Q. Jenny, tell us a bit more about yourself, how did you get into Agility?

A. I think this answer and the next are interlinked. Our first dog was a rescue who had German Shepherd ears so when she was older we added a German Shepherd to the household. I did obedience training with the GSD. Subsequently, we had two more German Shepherds. One of these died suddenly and when the original matriarch died the young one was all alone and did not enjoy being the dog in charge so I looked for something more than obedience for her to do in an attempt to allay her anxiety.

Q. How did you get involved with Vineyard Agility?

A. Continuing from above. Vineyard Agility was recommended and I contacted Maryna and so began a lovely journey.

Q. You are currently competing with your 2 German Shepherds, have you always trained German Shepherds or have you had other breeds as well?

A. I grew up with Great Danes and x-breeds who were nothing like German Shepherds. My next dog was the rescue and since her we have had German Shepherds. The current ones are numbers 5 and 6.

Q. German Shepherds are not a breed that you often see on the Agility course, why is that?

A. German Shepherds train easily and are quite agile. I suspect that most people who have working German Shepherds do other aspects of dog training with them. GSD are large dogs and not very long-lived so the agility career may be fairly short.

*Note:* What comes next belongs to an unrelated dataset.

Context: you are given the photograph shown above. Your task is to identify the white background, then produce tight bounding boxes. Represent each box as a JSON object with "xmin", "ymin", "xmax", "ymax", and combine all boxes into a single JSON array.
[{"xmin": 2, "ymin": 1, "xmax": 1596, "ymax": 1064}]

Q. Have you ever been, or are you currently involved in any other dog training?

A. All our previous German Shepherds went to obedience training and obtained their BH qualification. I have done some fun tracking too. The current two have done only basic obedience in formal classes.

Q. Your 2 German Shepherds differ day and night, what challenges do you have training them?

A. My challenge with Honey who has high drive and toys have high value has been to find a system where she will work away from the toy without being distracted and looking to the sky hoping for a toy to plummet into her mouth. Also, she is faster than my previous dogs and works further away from me so I have to give her space and try to move at some speed.

Zach, as you say, is not like this. He does not value toys at all and food only slightly. I found that praise and ruffling was the best motivator for him. I have spent time during lockdown building value for jumps. There is a critical distance that I can move away before the connection with Zach is broken and he is all alone and sniffing for comfort.

Q. Is there any advice you can give someone that wants to start Agility?

A. Yes, just give it a try! Agility training is really the best fun you can have with your dog. There is nothing quite like a round when all goes well. The dogs enjoy it too and it is a good way to socialise dogs.

Q. Apart from attending class once a week, how important is home training and what advice can you give?

A. Without training at home, it is difficult to consolidate what is learned in class, and progress will be slow.
Home practice does not have to be an entire agility lesson you can hone aspects of the skills like weave entries or the 2o2o position in short positive sessions.